Furthermore, Albano et al. (12), compared residents and faculty members reports to assess the CT-scan images of patients with acute appendicitis. They assessed 103 patients among which 96 reports were congruent between the two groups and all positive cases reported by residents were positive at surgery as well. They concluded that CT-scan reports of trained residents were matched well with those of faculty members, which can be safe and reliable. In another study similar to the current one, in't Hof et al. (7), compared interobserver variability in CT-scan reports of patients with acute appendicitis. They classified three groups of radiologists based on experience (group A, B, and C), group C the most experienced and group A the least experienced ones. The sensitivity of the reports was 81%, 88%, 95% and specificity was 94%, 94%, and 100% in A, B, and C groups, respectively. The current study compared the reports provided by radiology residents, general radiologists, and GI expert radiologists and the obtained sensitivities were 81.3%, 93.8%, 95.8% and specificities were 72.7%, 86.4%, and 81.8%, respectively. Based on the current study results, the most accurate group was GI expert radiologists, therefore, decision making upon their reports yields optimal results.
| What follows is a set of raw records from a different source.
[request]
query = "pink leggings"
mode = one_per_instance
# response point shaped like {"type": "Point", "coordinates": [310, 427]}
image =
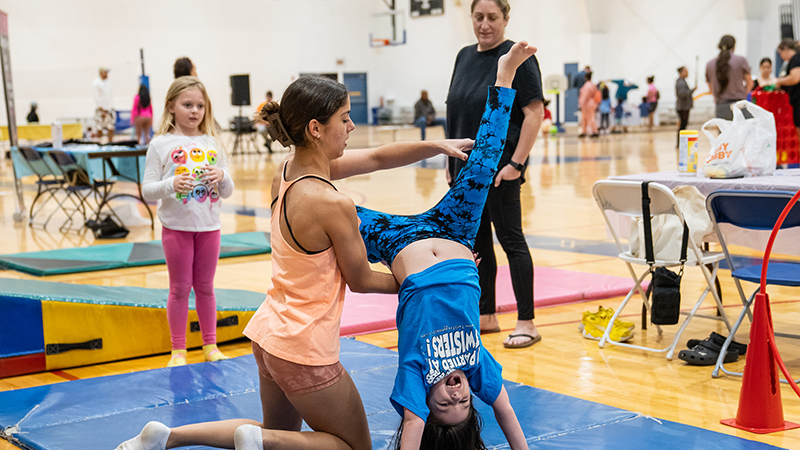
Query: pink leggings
{"type": "Point", "coordinates": [191, 261]}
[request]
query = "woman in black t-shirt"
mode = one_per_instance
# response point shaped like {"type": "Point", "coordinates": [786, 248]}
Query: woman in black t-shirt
{"type": "Point", "coordinates": [790, 76]}
{"type": "Point", "coordinates": [475, 69]}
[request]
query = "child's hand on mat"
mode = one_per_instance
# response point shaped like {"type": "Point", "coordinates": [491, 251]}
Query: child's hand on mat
{"type": "Point", "coordinates": [212, 175]}
{"type": "Point", "coordinates": [506, 173]}
{"type": "Point", "coordinates": [456, 148]}
{"type": "Point", "coordinates": [183, 183]}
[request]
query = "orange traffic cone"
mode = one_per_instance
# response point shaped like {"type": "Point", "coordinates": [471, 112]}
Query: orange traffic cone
{"type": "Point", "coordinates": [760, 408]}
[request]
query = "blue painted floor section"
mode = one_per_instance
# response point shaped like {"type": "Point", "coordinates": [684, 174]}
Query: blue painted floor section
{"type": "Point", "coordinates": [100, 413]}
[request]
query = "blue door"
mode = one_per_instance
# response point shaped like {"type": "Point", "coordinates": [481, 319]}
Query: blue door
{"type": "Point", "coordinates": [357, 87]}
{"type": "Point", "coordinates": [571, 96]}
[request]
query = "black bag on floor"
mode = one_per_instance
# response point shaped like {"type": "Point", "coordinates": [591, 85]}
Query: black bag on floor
{"type": "Point", "coordinates": [109, 229]}
{"type": "Point", "coordinates": [665, 302]}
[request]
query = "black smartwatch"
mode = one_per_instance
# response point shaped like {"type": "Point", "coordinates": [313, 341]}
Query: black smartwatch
{"type": "Point", "coordinates": [518, 166]}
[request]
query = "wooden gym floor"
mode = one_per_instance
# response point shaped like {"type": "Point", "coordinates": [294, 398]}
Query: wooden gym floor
{"type": "Point", "coordinates": [557, 205]}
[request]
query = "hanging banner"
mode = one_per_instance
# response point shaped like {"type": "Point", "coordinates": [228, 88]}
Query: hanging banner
{"type": "Point", "coordinates": [8, 89]}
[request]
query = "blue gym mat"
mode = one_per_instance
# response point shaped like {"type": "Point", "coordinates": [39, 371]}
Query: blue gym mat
{"type": "Point", "coordinates": [128, 254]}
{"type": "Point", "coordinates": [100, 413]}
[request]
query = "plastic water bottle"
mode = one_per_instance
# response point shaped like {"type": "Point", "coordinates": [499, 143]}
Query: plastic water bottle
{"type": "Point", "coordinates": [687, 153]}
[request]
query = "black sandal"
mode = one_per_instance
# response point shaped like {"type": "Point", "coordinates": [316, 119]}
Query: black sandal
{"type": "Point", "coordinates": [706, 353]}
{"type": "Point", "coordinates": [720, 340]}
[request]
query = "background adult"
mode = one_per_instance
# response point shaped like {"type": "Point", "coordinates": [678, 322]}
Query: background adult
{"type": "Point", "coordinates": [587, 101]}
{"type": "Point", "coordinates": [652, 100]}
{"type": "Point", "coordinates": [32, 116]}
{"type": "Point", "coordinates": [728, 77]}
{"type": "Point", "coordinates": [104, 117]}
{"type": "Point", "coordinates": [142, 115]}
{"type": "Point", "coordinates": [684, 101]}
{"type": "Point", "coordinates": [183, 67]}
{"type": "Point", "coordinates": [765, 76]}
{"type": "Point", "coordinates": [623, 87]}
{"type": "Point", "coordinates": [425, 115]}
{"type": "Point", "coordinates": [475, 69]}
{"type": "Point", "coordinates": [790, 76]}
{"type": "Point", "coordinates": [263, 127]}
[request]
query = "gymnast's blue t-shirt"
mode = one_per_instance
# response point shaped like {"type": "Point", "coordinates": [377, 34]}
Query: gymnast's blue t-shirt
{"type": "Point", "coordinates": [438, 322]}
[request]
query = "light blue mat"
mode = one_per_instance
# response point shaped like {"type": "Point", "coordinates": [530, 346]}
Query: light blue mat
{"type": "Point", "coordinates": [100, 413]}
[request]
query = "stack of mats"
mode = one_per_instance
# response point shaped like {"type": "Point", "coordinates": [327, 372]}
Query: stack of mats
{"type": "Point", "coordinates": [116, 256]}
{"type": "Point", "coordinates": [100, 413]}
{"type": "Point", "coordinates": [48, 326]}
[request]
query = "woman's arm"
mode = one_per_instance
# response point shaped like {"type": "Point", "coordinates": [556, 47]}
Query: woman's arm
{"type": "Point", "coordinates": [534, 114]}
{"type": "Point", "coordinates": [413, 427]}
{"type": "Point", "coordinates": [507, 419]}
{"type": "Point", "coordinates": [357, 162]}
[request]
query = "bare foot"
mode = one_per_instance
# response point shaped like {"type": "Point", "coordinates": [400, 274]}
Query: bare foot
{"type": "Point", "coordinates": [489, 323]}
{"type": "Point", "coordinates": [523, 327]}
{"type": "Point", "coordinates": [508, 63]}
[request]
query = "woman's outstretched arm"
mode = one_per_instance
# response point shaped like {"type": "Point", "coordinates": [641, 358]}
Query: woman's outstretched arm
{"type": "Point", "coordinates": [397, 154]}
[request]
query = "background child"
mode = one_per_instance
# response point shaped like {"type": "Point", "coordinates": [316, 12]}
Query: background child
{"type": "Point", "coordinates": [644, 111]}
{"type": "Point", "coordinates": [186, 171]}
Considering the limitations of the current study, more details might have been investigated if residents were arranged based on the level of expertise or the study was performed in multiple academic hospitals as well. A comparison of similar interpretations between surgeons and radiologists might also help to answer the question that whether surgeons alone are reliable enough to make decision when there might be no expert radiologist accessible or not.
In conclusion, the diagnostic statistics of three different groups of radiologists were assessed, and it was concluded that although GI-expert radiologists were slightly better than the other groups, radiology residents and general radiologist can provide reports with acceptable sensitivity and specificity as well.